The pundits are, as usual, going overboard about the significance of this election. Washington Post columnist E.J. Dionne even concluded in recent days that that “the 2012 election will be a turning point involving one of the most momentous choices in American history." Dionne wrote: "For the first time since Barry Goldwater made the effort in 1964, the Republican Party is taking a run at overturning the consensus that has governed U.S. political life since the Progressive era." To wit: Republicans want to remove government from American life, and Obama wants to impose it.
The problem with this analysis is we've been hearing it since the Reagan era, and the reality is nothing like the rhetoric. Reagan launched a deregulatory era but did not cut the size of government; he increased it. So did the two Bushes. The tea party-driven GOP rhetoric we're hearing now is an angry reaction to that, but let's not overreact ourselves.

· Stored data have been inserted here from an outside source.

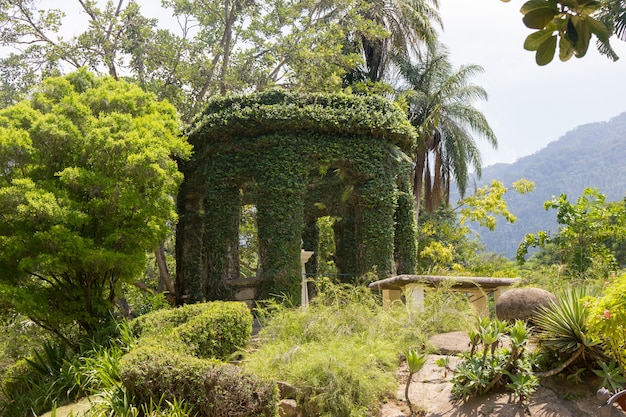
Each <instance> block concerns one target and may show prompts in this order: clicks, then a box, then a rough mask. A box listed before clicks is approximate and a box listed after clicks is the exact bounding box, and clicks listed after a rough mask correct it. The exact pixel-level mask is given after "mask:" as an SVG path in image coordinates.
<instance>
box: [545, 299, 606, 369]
mask: <svg viewBox="0 0 626 417" xmlns="http://www.w3.org/2000/svg"><path fill="white" fill-rule="evenodd" d="M586 295H587V292H586V290H585V288H584V287H581V288H576V287H570V288H569V289H567V290H565V291H563V292H562V293H561V294H559V295H558V296H557V302H556V303H551V304H550V306H549V307H542V308H540V309H539V310H538V311H537V314H536V316H535V323H536V324H537V328H538V330H539V332H538V339H539V343H540V345H541V346H542V347H544V348H547V349H549V350H553V351H556V352H558V354H559V356H561V355H562V356H566V357H568V359H567V360H566V361H565V362H563V363H562V364H561V366H559V367H557V368H555V369H553V370H551V371H548V372H544V373H542V374H540V376H544V377H546V376H551V375H554V374H556V373H558V372H561V371H562V370H563V369H565V368H567V367H568V366H569V365H570V364H571V363H573V362H574V361H575V360H576V359H577V358H578V357H579V356H581V355H583V354H584V353H585V352H588V353H595V352H594V349H593V348H594V346H596V345H597V342H595V341H593V340H592V338H591V337H590V335H589V334H588V329H587V325H586V322H587V318H588V311H587V309H586V308H585V305H584V302H583V299H584V298H585V297H586Z"/></svg>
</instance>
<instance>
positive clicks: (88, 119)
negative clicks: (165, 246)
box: [0, 70, 190, 336]
mask: <svg viewBox="0 0 626 417" xmlns="http://www.w3.org/2000/svg"><path fill="white" fill-rule="evenodd" d="M178 129H179V126H178V118H177V115H176V111H175V109H174V108H173V107H172V106H171V105H169V104H167V103H163V102H156V101H155V100H154V97H153V95H151V94H148V93H145V92H143V91H142V90H141V89H139V88H138V87H136V86H132V85H130V84H128V83H126V82H122V81H114V80H113V79H112V78H110V77H107V78H96V77H94V76H93V75H92V74H90V73H88V72H87V71H85V70H81V71H79V72H75V73H71V74H69V75H68V76H66V77H64V78H50V79H47V80H46V81H44V83H43V84H42V85H41V86H40V87H39V88H38V89H37V90H36V91H34V92H33V93H32V94H31V98H30V99H29V100H28V101H23V102H21V103H19V104H17V105H15V106H11V107H8V108H6V109H3V110H1V111H0V300H1V301H0V302H3V303H7V304H9V305H11V306H13V307H14V308H15V309H16V310H17V311H19V312H21V313H23V314H25V315H27V316H29V317H30V318H31V319H32V320H33V321H35V322H36V323H38V324H40V325H41V326H43V327H44V328H47V329H49V330H51V331H54V332H56V333H57V334H59V335H60V336H67V333H66V331H67V330H68V327H71V326H72V325H75V324H77V325H78V326H80V328H81V329H82V330H83V331H84V333H86V334H88V335H93V334H94V333H95V332H96V331H97V329H98V328H99V327H100V326H101V325H102V323H103V322H104V321H106V320H107V318H108V317H110V310H111V308H112V306H113V302H114V301H115V300H116V297H117V296H118V295H119V293H118V289H119V288H118V285H119V284H120V283H121V282H123V281H129V280H133V279H135V278H136V276H137V274H139V273H141V271H142V270H143V268H144V267H145V261H146V251H147V250H150V249H152V248H154V247H156V246H157V245H158V244H159V242H160V241H161V240H162V239H164V237H165V236H166V235H167V233H168V232H169V224H170V223H172V222H175V221H176V213H175V204H174V201H173V199H172V197H171V196H172V195H175V194H176V190H177V186H178V184H179V183H180V181H181V180H182V178H181V176H182V175H181V174H180V173H179V172H178V167H177V164H176V162H175V160H174V157H179V158H185V157H186V156H187V155H189V153H190V147H189V145H187V144H186V142H185V141H184V140H183V139H182V138H181V137H180V136H179V135H178Z"/></svg>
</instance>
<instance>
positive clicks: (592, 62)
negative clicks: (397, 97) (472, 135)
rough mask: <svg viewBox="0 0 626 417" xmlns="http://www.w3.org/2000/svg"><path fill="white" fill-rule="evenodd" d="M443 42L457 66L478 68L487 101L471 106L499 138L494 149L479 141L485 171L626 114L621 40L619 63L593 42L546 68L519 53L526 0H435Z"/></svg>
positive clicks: (480, 82) (475, 81)
mask: <svg viewBox="0 0 626 417" xmlns="http://www.w3.org/2000/svg"><path fill="white" fill-rule="evenodd" d="M439 3H440V9H439V10H440V15H441V17H442V19H443V22H444V32H443V34H442V36H441V40H442V42H443V43H444V44H446V45H447V46H448V49H449V51H450V57H451V60H452V62H453V64H454V65H455V66H457V67H458V66H460V65H463V64H478V65H481V66H482V67H483V68H484V70H485V72H484V73H483V74H481V75H480V76H477V77H475V78H474V79H473V83H474V84H477V85H480V86H481V87H483V88H484V89H485V90H486V91H487V93H488V95H489V99H488V101H487V102H476V103H475V106H476V107H477V108H478V109H479V110H481V111H482V112H483V114H484V115H485V117H486V118H487V121H488V122H489V124H490V126H491V128H492V129H493V131H494V132H495V134H496V136H497V137H498V149H497V150H493V149H492V148H491V147H490V146H489V145H488V144H487V143H486V141H484V140H481V139H479V138H477V143H478V144H479V147H480V150H481V154H482V159H483V166H489V165H493V164H495V163H499V162H503V163H511V162H515V161H516V160H517V159H519V158H521V157H523V156H527V155H530V154H533V153H535V152H537V151H538V150H540V149H542V148H544V147H545V146H546V145H547V144H548V143H549V142H552V141H555V140H557V139H559V138H560V137H561V136H563V135H564V134H565V133H567V132H568V131H570V130H572V129H574V128H575V127H577V126H579V125H582V124H586V123H593V122H602V121H608V120H609V119H611V118H612V117H615V116H617V115H619V114H621V113H623V112H625V111H626V82H625V76H626V42H623V41H620V40H617V39H612V41H611V45H612V46H613V48H614V49H615V50H616V52H617V54H618V55H619V56H620V57H621V59H620V60H618V61H617V62H613V61H611V60H609V59H608V58H606V57H605V56H602V55H600V54H598V53H597V51H596V49H595V42H592V43H591V44H590V46H589V52H588V53H587V55H585V57H583V58H579V59H577V58H575V57H572V58H571V59H570V60H569V61H567V62H560V61H559V60H558V57H555V60H554V61H553V62H552V63H550V64H548V65H547V66H544V67H540V66H538V65H537V64H536V63H535V55H534V52H530V51H526V50H524V48H523V43H524V39H525V38H526V36H528V35H529V34H530V33H532V30H531V29H528V28H526V27H525V26H524V24H523V22H522V16H523V15H522V14H521V13H520V12H519V9H520V7H521V6H522V4H523V3H524V0H512V1H511V2H509V3H504V2H502V1H500V0H439Z"/></svg>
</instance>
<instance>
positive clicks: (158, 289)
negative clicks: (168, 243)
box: [154, 242, 175, 295]
mask: <svg viewBox="0 0 626 417" xmlns="http://www.w3.org/2000/svg"><path fill="white" fill-rule="evenodd" d="M154 258H155V260H156V264H157V268H159V286H158V290H159V292H168V293H170V294H171V295H174V292H175V290H174V282H173V281H172V276H171V275H170V271H169V270H168V269H167V258H166V257H165V246H164V244H163V243H162V242H161V244H160V245H159V247H158V248H156V249H155V250H154Z"/></svg>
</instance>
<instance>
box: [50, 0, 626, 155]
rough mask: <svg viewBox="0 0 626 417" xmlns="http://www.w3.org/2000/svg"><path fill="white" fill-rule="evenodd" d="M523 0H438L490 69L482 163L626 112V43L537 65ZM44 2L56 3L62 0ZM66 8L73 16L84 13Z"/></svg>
mask: <svg viewBox="0 0 626 417" xmlns="http://www.w3.org/2000/svg"><path fill="white" fill-rule="evenodd" d="M524 1H525V0H512V1H511V2H509V3H504V2H502V1H500V0H439V10H440V15H441V17H442V19H443V23H444V29H443V32H442V33H441V40H442V42H443V43H444V44H446V45H447V47H448V49H449V51H450V58H451V60H452V62H453V64H454V65H455V66H457V67H458V66H460V65H463V64H478V65H481V66H482V67H483V68H484V70H485V72H484V73H483V74H481V75H478V76H476V77H475V78H474V79H473V83H475V84H477V85H480V86H481V87H483V88H484V89H485V90H486V91H487V93H488V95H489V99H488V101H486V102H476V103H475V106H476V107H477V108H478V109H479V110H480V111H482V112H483V114H484V115H485V116H486V118H487V121H488V123H489V124H490V126H491V128H492V129H493V131H494V132H495V134H496V136H497V138H498V143H499V145H498V148H497V150H494V149H493V148H491V146H490V145H489V144H487V142H486V141H484V140H481V139H480V138H479V137H477V138H476V139H477V143H478V145H479V148H480V150H481V154H482V159H483V166H489V165H493V164H495V163H499V162H503V163H511V162H515V161H516V160H517V159H519V158H521V157H523V156H527V155H530V154H533V153H535V152H537V151H538V150H540V149H542V148H543V147H545V146H546V145H547V144H548V143H549V142H552V141H555V140H557V139H559V138H560V137H561V136H563V135H564V134H565V133H567V132H568V131H570V130H572V129H574V128H575V127H577V126H579V125H582V124H586V123H593V122H602V121H608V120H609V119H611V118H612V117H615V116H617V115H619V114H621V113H622V112H625V111H626V82H624V77H625V76H626V42H623V41H619V40H617V39H613V40H612V45H613V47H614V49H615V50H616V51H617V53H618V55H620V56H621V57H622V59H620V60H619V61H617V62H613V61H611V60H609V59H608V58H606V57H604V56H601V55H599V54H598V53H597V51H596V49H595V42H593V43H592V44H590V47H589V52H588V53H587V55H586V56H585V57H583V58H581V59H577V58H571V59H570V60H569V61H567V62H564V63H563V62H560V61H559V60H558V58H555V60H554V61H553V62H552V63H550V64H548V65H547V66H544V67H540V66H538V65H537V64H536V63H535V56H534V52H530V51H526V50H524V48H523V43H524V39H525V38H526V36H528V35H529V34H530V33H532V31H531V30H530V29H528V28H526V27H525V26H524V24H523V22H522V14H521V13H520V12H519V9H520V7H521V5H522V4H523V3H524ZM41 3H42V4H43V5H46V6H49V5H53V6H54V7H58V6H59V3H60V0H42V2H41ZM139 4H140V5H141V7H142V10H143V12H144V13H146V14H147V15H151V16H153V17H158V18H159V19H160V20H163V19H164V18H169V13H168V12H166V11H164V10H163V9H162V8H161V7H160V1H158V0H139ZM156 5H159V6H156ZM150 6H153V7H150ZM154 6H156V7H154ZM66 12H68V15H70V19H71V15H72V14H76V13H77V12H79V10H77V9H71V10H66ZM79 20H80V19H79ZM162 23H163V22H162ZM172 24H173V25H174V26H175V23H173V21H172V22H171V23H169V25H172ZM166 25H167V24H166Z"/></svg>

In truth, Obama and Romney are far closer in mindset and philosophy than anyone is willing to acknowledge just now. Obama, despite his image, has sought to placate business and left Wall Street largely intact, and he is taking a far tougher line on foreign policy--one that reflects a traditional GOP "realpolitik" view and a dramatic ratcheting up of covert war-- than is generally acknowledged, even when it comes to China.
Romney, increasingly desperate to win over his base against the onslaught of "Not-Romneys," has allowed his rhetoric to grow more inflamed on the trail, including commitments to a balanced-budget amendment and partially voucherizing Medicare as well as eliminating Obamacare. But based on his history, if he gets the nomination he is unlikely to follow through fully on these overheated pre-primary pledges and do many things dramatically differently, either on the economy or foreign policy. The problems of slow growth, chronic deficits and an overextended military will inevitably lend themselves to similar solutions from either an Obama or a Romney administration.
So let the general begin already. And let’s not deceive ourselves over what it’s about: power far more than principle.